In the GPCM, each response category (c) is compared to the response category below and a common slope parameter is assumed for all response categories within one item. The model has a number of item category threshold parameters, b ic , (one less that the number of response categories). The GPCM is in fact a constrained version of the NCM (where a ic (in the NCM) = a i *c (in the GPCM) and g ic (in the NCM) = a i *c*b ic (in the GPCM)). This restriction reflects the assumption of rank ordered response categories made in the GPCM. If the model is further constrained by assuming a common slope parameter across all items, we achieve the PCM, which is part of the Rasch model family [2]. The slope parameter can either be constrained to 1 or have a common value different from 1 (see discussion later in this paper). If they fit the data, the Rasch models have unique advantages in terms of simplicity of interpretation and robust estimation techniques (see [2] for detailed discussion). However, many items will not fulfill the assumption of common discrimination.

The item category threshold parameter, b ic , of the PCM can be split into two terms \({(b_{ic}=l_{i}- d_{ic})}\) , where l i is termed a location parameter and d ic is called the item category parameter. If the item category parameters are constrained to be equal across items d ic  = d c , another Rasch family model, the RSM, is obtained. In statistical terms, the RSM is nested within the PCM, which is nested within the GPCM, which is nested within the NCM.

An alternative model is the GRM. As shown in Table 1 the GRM compares the probability of being in a certain response category or higher with the probability of being below that category. Except for this difference in the definition of the comparison of probabilities, the model is similar to the generalized partial model. Thus, the models have the same number of item parameters and both assume rank ordered response categories. An item that fits one of these models will usually also fit the other model well enough for practical use [19]. Finally, the GRM is very similar to the modern factor analytic models for analysis of categorical data [20, 21].

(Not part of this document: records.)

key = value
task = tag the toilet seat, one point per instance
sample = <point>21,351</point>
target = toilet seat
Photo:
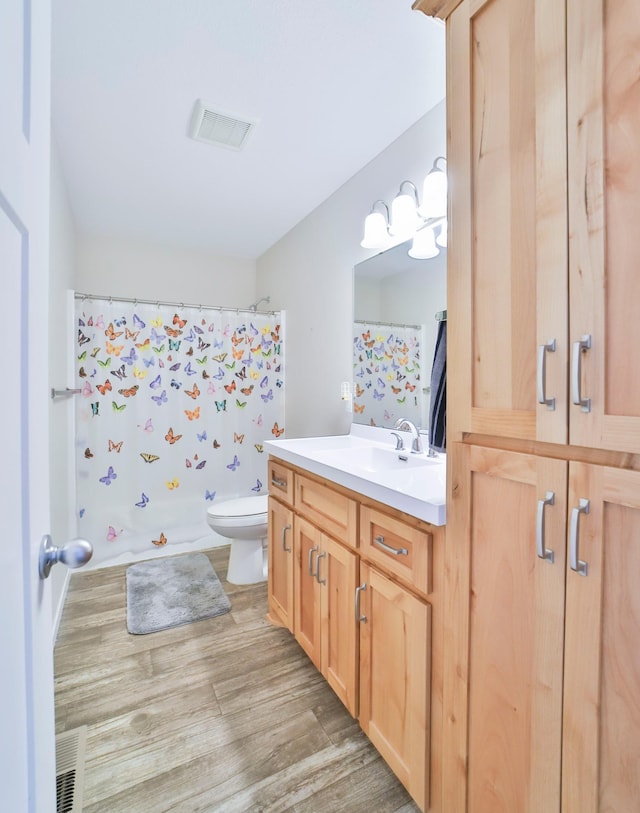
<point>244,521</point>
<point>240,512</point>
<point>240,507</point>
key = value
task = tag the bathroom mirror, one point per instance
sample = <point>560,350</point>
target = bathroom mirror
<point>396,300</point>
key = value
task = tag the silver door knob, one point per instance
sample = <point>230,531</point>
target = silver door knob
<point>75,553</point>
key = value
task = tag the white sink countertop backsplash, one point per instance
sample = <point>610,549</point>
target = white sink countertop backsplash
<point>366,462</point>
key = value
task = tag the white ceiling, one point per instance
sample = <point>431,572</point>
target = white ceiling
<point>331,83</point>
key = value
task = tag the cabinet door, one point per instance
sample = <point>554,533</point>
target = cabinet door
<point>395,669</point>
<point>507,258</point>
<point>337,576</point>
<point>601,739</point>
<point>507,642</point>
<point>603,62</point>
<point>308,542</point>
<point>281,563</point>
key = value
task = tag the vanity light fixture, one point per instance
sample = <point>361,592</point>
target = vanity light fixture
<point>434,192</point>
<point>404,212</point>
<point>376,228</point>
<point>410,218</point>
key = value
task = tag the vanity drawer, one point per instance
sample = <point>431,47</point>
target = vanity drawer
<point>396,547</point>
<point>332,511</point>
<point>280,482</point>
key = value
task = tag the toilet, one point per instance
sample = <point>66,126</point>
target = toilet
<point>244,521</point>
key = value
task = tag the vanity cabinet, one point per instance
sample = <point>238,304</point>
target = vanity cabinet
<point>281,564</point>
<point>366,609</point>
<point>325,580</point>
<point>280,543</point>
<point>395,673</point>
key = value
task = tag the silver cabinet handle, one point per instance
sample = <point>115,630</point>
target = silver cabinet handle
<point>318,557</point>
<point>579,347</point>
<point>543,349</point>
<point>310,562</point>
<point>284,537</point>
<point>359,617</point>
<point>543,553</point>
<point>575,562</point>
<point>379,541</point>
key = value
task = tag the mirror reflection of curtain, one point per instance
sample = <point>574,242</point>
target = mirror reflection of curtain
<point>387,374</point>
<point>174,408</point>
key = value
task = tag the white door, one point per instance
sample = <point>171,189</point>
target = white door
<point>27,742</point>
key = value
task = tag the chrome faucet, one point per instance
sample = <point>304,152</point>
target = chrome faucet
<point>403,424</point>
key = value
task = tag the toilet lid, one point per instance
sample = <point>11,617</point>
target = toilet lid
<point>241,507</point>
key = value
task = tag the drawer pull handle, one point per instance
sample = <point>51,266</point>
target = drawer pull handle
<point>359,617</point>
<point>550,347</point>
<point>543,553</point>
<point>318,557</point>
<point>284,538</point>
<point>379,541</point>
<point>579,347</point>
<point>575,562</point>
<point>310,564</point>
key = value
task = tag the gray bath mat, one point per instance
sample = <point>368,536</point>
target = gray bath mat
<point>164,593</point>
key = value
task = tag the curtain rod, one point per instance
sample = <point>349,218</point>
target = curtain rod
<point>158,302</point>
<point>384,324</point>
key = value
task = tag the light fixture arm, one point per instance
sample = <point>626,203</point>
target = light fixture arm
<point>414,189</point>
<point>380,203</point>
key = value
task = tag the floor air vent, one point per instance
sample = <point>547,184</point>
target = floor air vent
<point>70,748</point>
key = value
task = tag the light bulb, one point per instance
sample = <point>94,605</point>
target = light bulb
<point>434,195</point>
<point>442,237</point>
<point>404,216</point>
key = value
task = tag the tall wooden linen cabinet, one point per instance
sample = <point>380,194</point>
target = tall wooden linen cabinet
<point>542,604</point>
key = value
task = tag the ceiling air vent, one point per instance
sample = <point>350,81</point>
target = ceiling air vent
<point>218,127</point>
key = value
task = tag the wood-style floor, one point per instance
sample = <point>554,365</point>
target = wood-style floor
<point>226,714</point>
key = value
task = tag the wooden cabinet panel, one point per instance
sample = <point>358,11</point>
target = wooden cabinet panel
<point>601,742</point>
<point>514,602</point>
<point>325,627</point>
<point>334,512</point>
<point>604,210</point>
<point>280,563</point>
<point>397,547</point>
<point>395,674</point>
<point>281,482</point>
<point>337,575</point>
<point>507,255</point>
<point>308,543</point>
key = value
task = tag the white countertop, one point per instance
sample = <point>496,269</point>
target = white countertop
<point>421,492</point>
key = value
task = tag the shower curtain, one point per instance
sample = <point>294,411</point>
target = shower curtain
<point>386,368</point>
<point>175,406</point>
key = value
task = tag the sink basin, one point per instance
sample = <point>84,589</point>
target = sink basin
<point>413,483</point>
<point>375,459</point>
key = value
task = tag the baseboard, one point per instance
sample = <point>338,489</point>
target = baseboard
<point>57,611</point>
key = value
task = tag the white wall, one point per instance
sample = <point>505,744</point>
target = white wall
<point>112,267</point>
<point>61,439</point>
<point>309,273</point>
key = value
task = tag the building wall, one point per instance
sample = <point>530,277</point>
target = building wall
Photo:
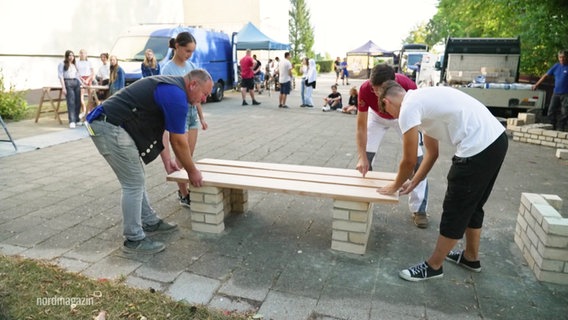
<point>34,41</point>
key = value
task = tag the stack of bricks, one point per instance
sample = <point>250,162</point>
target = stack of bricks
<point>542,235</point>
<point>525,130</point>
<point>351,226</point>
<point>210,206</point>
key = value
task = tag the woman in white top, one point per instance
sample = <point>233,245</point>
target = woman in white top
<point>304,70</point>
<point>87,73</point>
<point>71,85</point>
<point>184,45</point>
<point>310,83</point>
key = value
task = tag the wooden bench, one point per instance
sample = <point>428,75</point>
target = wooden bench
<point>55,102</point>
<point>226,184</point>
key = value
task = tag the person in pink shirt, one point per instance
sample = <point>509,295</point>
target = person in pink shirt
<point>372,124</point>
<point>247,64</point>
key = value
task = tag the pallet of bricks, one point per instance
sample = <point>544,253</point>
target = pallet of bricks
<point>524,129</point>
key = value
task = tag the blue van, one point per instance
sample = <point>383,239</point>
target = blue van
<point>215,52</point>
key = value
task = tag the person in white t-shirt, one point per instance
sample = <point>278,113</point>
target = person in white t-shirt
<point>87,73</point>
<point>285,80</point>
<point>448,115</point>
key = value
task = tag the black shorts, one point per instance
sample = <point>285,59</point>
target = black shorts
<point>247,84</point>
<point>470,181</point>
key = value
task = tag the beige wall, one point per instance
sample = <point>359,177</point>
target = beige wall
<point>225,15</point>
<point>53,26</point>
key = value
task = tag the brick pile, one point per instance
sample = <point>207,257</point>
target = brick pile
<point>541,233</point>
<point>524,129</point>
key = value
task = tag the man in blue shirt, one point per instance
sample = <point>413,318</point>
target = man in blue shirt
<point>128,127</point>
<point>559,100</point>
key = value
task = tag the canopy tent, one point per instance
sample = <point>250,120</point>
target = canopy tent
<point>360,60</point>
<point>250,37</point>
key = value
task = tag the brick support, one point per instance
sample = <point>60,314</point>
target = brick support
<point>541,233</point>
<point>351,226</point>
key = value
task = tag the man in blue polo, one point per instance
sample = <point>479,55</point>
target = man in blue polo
<point>128,127</point>
<point>558,108</point>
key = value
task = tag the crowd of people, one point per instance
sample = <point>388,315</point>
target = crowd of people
<point>162,112</point>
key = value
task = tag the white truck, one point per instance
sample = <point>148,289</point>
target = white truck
<point>488,70</point>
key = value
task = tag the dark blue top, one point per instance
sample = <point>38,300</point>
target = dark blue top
<point>560,73</point>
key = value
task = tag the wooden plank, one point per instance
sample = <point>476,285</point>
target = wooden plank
<point>320,178</point>
<point>305,188</point>
<point>299,168</point>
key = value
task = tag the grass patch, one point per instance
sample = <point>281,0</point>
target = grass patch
<point>31,289</point>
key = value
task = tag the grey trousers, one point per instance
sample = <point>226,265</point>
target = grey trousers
<point>119,150</point>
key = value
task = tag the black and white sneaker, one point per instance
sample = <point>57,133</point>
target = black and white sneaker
<point>421,272</point>
<point>457,257</point>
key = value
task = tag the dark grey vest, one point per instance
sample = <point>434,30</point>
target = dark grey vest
<point>134,109</point>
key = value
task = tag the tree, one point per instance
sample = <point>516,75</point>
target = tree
<point>301,33</point>
<point>541,25</point>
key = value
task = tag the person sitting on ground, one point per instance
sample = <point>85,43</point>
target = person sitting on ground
<point>351,106</point>
<point>333,100</point>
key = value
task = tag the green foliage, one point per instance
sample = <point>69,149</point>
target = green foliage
<point>12,103</point>
<point>541,25</point>
<point>26,285</point>
<point>301,33</point>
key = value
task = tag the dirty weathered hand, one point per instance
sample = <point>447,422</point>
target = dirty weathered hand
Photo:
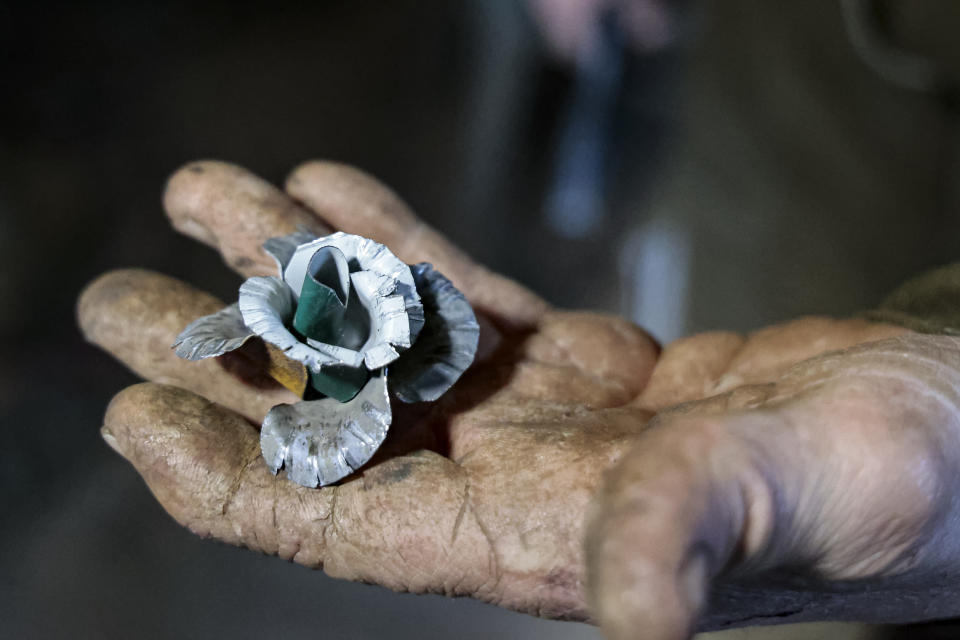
<point>835,468</point>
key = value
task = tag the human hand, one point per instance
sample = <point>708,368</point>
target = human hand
<point>751,465</point>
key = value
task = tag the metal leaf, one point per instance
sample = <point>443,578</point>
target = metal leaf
<point>213,335</point>
<point>446,346</point>
<point>322,441</point>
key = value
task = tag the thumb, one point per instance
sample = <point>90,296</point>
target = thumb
<point>674,512</point>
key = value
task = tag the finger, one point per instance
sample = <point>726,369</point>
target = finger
<point>136,315</point>
<point>352,201</point>
<point>399,523</point>
<point>234,211</point>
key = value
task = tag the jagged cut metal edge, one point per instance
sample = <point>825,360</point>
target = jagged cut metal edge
<point>213,335</point>
<point>447,344</point>
<point>282,248</point>
<point>370,256</point>
<point>389,322</point>
<point>319,442</point>
<point>267,305</point>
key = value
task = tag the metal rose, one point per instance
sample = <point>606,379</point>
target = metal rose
<point>341,314</point>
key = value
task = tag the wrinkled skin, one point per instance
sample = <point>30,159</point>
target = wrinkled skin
<point>575,471</point>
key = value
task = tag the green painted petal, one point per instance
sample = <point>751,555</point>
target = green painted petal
<point>341,383</point>
<point>322,308</point>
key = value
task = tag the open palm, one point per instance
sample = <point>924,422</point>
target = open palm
<point>689,463</point>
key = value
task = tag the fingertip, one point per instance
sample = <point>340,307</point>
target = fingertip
<point>186,190</point>
<point>188,450</point>
<point>351,200</point>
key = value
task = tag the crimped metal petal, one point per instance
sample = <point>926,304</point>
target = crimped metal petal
<point>322,441</point>
<point>281,248</point>
<point>446,346</point>
<point>213,335</point>
<point>368,256</point>
<point>389,322</point>
<point>267,304</point>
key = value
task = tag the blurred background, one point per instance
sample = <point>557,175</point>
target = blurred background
<point>692,165</point>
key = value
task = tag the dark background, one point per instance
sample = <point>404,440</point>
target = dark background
<point>773,159</point>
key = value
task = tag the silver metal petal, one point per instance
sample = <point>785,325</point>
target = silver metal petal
<point>446,346</point>
<point>281,248</point>
<point>213,335</point>
<point>364,255</point>
<point>322,441</point>
<point>267,304</point>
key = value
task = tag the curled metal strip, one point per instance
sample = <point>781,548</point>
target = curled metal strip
<point>446,346</point>
<point>319,442</point>
<point>267,304</point>
<point>213,335</point>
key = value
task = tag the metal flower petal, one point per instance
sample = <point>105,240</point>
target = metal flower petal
<point>213,335</point>
<point>446,346</point>
<point>267,305</point>
<point>364,255</point>
<point>322,441</point>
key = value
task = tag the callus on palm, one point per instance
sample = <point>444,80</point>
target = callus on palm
<point>343,311</point>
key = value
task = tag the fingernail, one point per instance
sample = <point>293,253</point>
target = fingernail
<point>693,578</point>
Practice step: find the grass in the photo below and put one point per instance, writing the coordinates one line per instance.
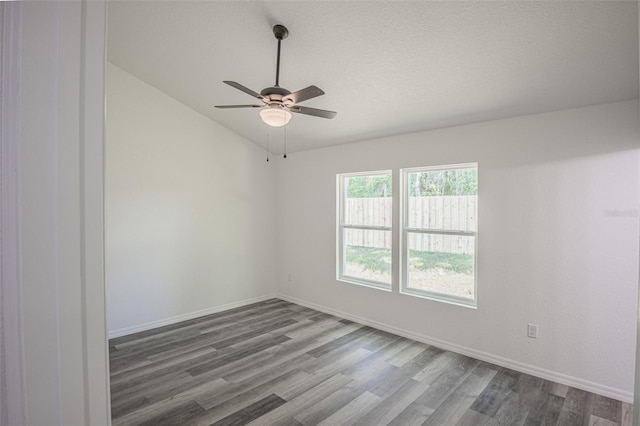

Figure 1 illustrates the GPCM [9] for three items concerning mental health (the three upper plots—full lines). In the upper plots, each full curved line (called item category response functions or option characteristic curves) represents the model’s prediction of the probability of choosing each of the item response categories for various levels of mental health (\({P(X_{ij}=c\vert \theta _{j})}\)). The horizontal (x-) axis is the mental health IRT score, “normed” so that the average adult in the USA has a score of 50 and a positive score indicates better mental health. At a score of 50, the most likely response on SF8MH (... how much have you been bothered by emotional problems...) is slightly (probability = .61), the most likely response on MHP01 (... how much of the time have you been a happy person) is most of the time (probability = .69) and the most likely response on MHC01 (... felt so down in the dumps that nothing could cheer you up) is none of the time (probability = .83). For the first item (SF8MH) we also estimated the GRM and plotted the item category response function for this model (broken lines). While not identical, the lines for the GRM are close to the lines for the GPCM.

Fig. 1
figure 1

Item category response functions and item information functions for three items on mental health. Full lines describe the GPCM, broken lines the GRM

In the GPCM, the item category threshold parameters can be directly identified from these graphs as the point of intersection of adjacent category response functions. While the slope parameter cannot be directly identified from the graph, Fig. 1 conveys the sense that item 3 has higher slope than item 2, which has higher slope than item 1.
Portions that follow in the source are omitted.